【プロ野球】『手抜き』を覚えた澤村拓一に「2年目のジンクス」など関係ない

  • 益田佑一●写真 photo by Masuda Yuichi

昨年、11勝を挙げてセ・リーグ新人王に輝いた澤村拓一昨年、11勝を挙げてセ・リーグ新人王に輝いた澤村拓一石山建一『選手のみかた』~巨人・澤村拓一

 昨年、11勝11敗、防御率2.03の成績をマーク、セ・リーグ新人王を獲得した澤村拓一(巨人)。本人としてみれば、勝率5割とやや不満の残る結果だったと思いますが、ルーキーで2ケタを勝つのは並大抵のことではありません。ではなぜ、澤村は1年目から結果を残せたのか?

 まず挙げたいのが、彼のストレートです。150キロを超すなどスピードは申し分ないのですが、それよりも素晴らしいのがキレです。よく150キロ近い速い球を投げるのに簡単に打たれてしまう投手がいますが、彼らはキレがない。キレのある球を投げるには、ボールに回転をかけたり、腕の振りを速くしたりと、いくつか要素がありますが、最も大事なことは下半身主導で投げられるかどうかです。簡単に打たれてしまう投手に共通しているのは、上体だけで投げていること。それでは打者の手元で伸びないし、体重も乗りません。

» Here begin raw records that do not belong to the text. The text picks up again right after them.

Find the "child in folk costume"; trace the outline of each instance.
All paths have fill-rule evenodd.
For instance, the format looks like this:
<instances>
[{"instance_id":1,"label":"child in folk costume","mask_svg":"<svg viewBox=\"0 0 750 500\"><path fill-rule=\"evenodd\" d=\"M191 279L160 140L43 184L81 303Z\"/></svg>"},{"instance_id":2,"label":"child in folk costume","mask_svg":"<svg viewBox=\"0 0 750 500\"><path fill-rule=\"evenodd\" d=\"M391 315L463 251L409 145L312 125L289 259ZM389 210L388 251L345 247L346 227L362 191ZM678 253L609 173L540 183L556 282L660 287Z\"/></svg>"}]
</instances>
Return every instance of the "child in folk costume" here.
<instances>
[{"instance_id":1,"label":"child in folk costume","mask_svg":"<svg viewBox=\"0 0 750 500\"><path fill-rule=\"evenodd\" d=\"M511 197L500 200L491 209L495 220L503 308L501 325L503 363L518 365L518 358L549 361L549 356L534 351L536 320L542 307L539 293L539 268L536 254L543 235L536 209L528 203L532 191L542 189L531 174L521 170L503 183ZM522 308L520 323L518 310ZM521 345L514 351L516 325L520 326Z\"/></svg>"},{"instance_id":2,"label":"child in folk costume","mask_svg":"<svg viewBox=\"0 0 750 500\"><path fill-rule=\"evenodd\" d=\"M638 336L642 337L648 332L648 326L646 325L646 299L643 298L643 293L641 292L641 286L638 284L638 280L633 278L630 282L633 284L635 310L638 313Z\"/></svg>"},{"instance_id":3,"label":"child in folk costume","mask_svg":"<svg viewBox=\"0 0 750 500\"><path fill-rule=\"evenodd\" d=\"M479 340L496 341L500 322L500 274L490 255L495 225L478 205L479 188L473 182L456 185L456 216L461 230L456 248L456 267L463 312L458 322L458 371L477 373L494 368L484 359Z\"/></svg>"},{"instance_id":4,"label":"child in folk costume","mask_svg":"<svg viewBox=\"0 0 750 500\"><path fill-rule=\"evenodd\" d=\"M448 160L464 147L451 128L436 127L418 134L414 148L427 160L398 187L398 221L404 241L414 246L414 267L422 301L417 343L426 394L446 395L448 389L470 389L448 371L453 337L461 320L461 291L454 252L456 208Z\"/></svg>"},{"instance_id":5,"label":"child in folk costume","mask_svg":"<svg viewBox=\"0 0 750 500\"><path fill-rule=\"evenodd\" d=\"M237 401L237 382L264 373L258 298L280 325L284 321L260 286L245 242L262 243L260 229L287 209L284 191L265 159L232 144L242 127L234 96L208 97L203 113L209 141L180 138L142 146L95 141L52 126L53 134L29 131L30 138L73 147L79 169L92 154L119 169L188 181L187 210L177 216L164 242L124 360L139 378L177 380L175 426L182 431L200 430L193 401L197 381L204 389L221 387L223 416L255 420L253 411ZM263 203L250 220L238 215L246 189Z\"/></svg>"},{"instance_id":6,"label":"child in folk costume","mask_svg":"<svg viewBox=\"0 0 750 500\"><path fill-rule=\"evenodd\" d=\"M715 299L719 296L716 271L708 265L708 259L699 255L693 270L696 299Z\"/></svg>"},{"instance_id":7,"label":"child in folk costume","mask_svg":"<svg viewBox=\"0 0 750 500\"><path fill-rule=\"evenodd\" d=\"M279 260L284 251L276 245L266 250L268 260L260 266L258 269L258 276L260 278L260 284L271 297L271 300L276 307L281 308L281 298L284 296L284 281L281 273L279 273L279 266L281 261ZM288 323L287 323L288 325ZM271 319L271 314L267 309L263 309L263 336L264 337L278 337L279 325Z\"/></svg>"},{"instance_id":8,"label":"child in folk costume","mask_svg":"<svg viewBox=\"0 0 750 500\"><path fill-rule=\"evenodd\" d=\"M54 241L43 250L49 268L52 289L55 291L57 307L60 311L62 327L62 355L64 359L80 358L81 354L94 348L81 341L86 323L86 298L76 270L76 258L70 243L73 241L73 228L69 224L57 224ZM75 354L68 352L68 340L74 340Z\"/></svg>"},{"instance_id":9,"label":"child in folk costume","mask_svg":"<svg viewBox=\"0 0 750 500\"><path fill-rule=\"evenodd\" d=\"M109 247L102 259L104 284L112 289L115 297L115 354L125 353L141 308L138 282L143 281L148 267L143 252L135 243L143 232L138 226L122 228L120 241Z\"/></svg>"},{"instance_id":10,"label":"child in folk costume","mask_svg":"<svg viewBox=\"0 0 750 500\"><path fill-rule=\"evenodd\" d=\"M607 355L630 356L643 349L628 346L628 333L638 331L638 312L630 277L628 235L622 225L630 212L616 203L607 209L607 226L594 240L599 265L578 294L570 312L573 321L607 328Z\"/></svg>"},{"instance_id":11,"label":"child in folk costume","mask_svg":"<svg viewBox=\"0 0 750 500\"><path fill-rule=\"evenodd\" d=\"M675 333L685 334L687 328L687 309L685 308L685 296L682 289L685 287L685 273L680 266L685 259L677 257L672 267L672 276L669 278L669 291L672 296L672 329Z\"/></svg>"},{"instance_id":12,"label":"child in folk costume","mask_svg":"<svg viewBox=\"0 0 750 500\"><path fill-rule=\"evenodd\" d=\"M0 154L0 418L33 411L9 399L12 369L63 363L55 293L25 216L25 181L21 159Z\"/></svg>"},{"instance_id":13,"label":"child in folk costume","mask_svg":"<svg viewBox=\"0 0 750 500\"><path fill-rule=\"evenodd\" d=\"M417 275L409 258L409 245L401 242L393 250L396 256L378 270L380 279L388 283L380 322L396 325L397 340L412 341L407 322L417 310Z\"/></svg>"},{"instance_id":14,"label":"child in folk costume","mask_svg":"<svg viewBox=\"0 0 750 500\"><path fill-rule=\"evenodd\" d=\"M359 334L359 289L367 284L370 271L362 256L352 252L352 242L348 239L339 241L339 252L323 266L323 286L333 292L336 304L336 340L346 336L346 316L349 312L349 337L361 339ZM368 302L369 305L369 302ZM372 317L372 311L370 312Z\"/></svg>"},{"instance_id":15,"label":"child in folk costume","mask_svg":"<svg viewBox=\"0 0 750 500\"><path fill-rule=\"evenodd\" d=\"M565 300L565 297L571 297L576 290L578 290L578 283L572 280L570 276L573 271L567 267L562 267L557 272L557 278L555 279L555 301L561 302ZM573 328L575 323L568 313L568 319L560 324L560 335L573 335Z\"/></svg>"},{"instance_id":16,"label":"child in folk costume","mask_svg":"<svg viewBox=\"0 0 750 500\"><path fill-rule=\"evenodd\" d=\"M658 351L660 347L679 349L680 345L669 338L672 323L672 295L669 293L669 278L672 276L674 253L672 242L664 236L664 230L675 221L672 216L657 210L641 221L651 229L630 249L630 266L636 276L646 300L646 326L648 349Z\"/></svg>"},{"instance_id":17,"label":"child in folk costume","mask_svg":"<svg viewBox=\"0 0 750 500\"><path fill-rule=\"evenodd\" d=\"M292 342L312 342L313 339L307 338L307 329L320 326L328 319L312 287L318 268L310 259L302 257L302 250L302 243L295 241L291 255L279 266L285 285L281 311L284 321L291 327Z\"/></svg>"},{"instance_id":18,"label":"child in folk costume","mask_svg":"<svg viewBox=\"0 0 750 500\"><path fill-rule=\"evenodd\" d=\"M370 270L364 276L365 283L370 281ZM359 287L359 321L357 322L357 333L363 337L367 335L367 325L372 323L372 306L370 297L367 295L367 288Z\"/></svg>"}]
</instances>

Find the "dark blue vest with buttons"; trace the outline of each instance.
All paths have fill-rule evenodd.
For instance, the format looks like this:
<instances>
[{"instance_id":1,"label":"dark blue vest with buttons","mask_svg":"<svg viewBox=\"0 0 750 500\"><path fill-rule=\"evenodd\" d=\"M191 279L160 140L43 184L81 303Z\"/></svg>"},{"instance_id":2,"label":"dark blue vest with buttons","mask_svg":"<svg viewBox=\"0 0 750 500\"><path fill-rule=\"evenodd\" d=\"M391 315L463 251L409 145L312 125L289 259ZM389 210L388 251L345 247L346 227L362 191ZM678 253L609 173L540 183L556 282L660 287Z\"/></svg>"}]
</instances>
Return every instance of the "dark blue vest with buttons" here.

 その点、澤村は下半身で投げている。彼の太ももを見れば、しっかり走り込み、トレーニングを積んできたのが一目瞭然です。これによってスピードだけでなく、キレもあり、球質の重いストレートを投げることができる。だから、多少コントロールがアバウトでも抑えることができたのだと思います。

 そしてもうひとつは、学習能力の高さ。夏場にかけて勝てない時期がありましたが、あれは大卒1年目の投手でよくあることなんです。なぜなら、大学野球は春と秋のリーグ戦しかありません。つまり夏場の公式戦はない。それを4年間続けてきたわけですから、体が夏に投げることに慣れていないんです。もちろん澤村も苦労しましたが、しっかりと修正していた。彼の一番の進歩は、いい意味での"手抜き"を覚えたことでした。